A maioria dos torcedores que freqüentam os estádios não está preocupada com o bom futebol e só gosta de vitórias


O FUTEBOL pode ser visto de várias maneiras. Todas as visões são importantes e nenhuma exclui a outra. Como comentarista, eu faço um esforço, mas é muito difícil ter o mesmo olhar para todas as possibilidades. Em qualquer atividade, é quase impossível ser um observador totalmente neutro.

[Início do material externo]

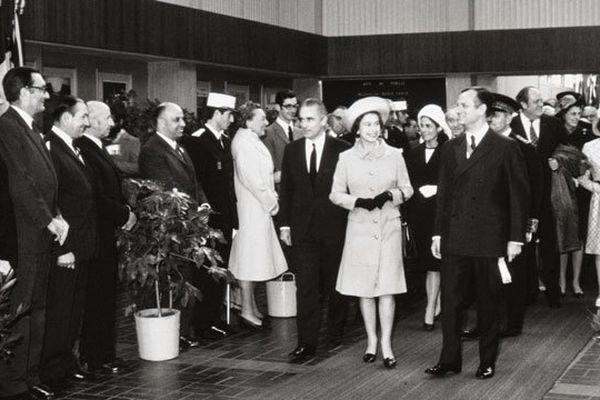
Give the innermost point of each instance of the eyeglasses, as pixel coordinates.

A consciência e o raciocínio lógico não possuem também a autonomia que pensamos ter.
Somos influenciados em nossas opiniões pelos nossos conceitos, preconceitos, medos, fraquezas e convenções sociais.
"A consciência nos faz todos covardes." (Shakespeare) Muitos enxergam o futebol como um entretenimento prazeroso, um balé, uma metáfora da vida.
As pessoas que não entendem nem querem entender os detalhes técnicos e táticos e que não têm o olhar crítico e viciado de um comentarista costumam se deliciar mais com o espetáculo proporcionado pelo futebol.
Mas como o futebol no Brasil e em muitos países se tornou um palco de violência dentro e fora de campo, um show de exibicionismo de alguns treinadores, que mesmo sem querer às vezes incitam a violência e uma disputa física e agressiva entre os atletas, uma partida é hoje mais uma batalha de hostilidades e de desrespeito do que um evento lúdico e prazeroso.
Muitos torcedores só gostam de torcer e de vitórias, e não do bom futebol. É hoje a maioria entre os que vão aos estádios.
Há ainda os apaixonados pelo futebol científico e que quase só apreciam a técnica, as estatísticas e as estratégias para vencer. Quase todos os treinadores são assim. Compreendo, por causa da tensão que vivem e da necessidade de vitórias dos técnicos, mas a imprensa não pode ser cúmplice dessa visão tecnicista. Temos de cobrar bons espetáculos.
A técnica, a tática e a estatística são fundamentais, mas não são tudo. Não gosto de números, mas reconheço a sua importância para a análise correta dos fatos, desde que sejam utilizados e valorizados no momento certo.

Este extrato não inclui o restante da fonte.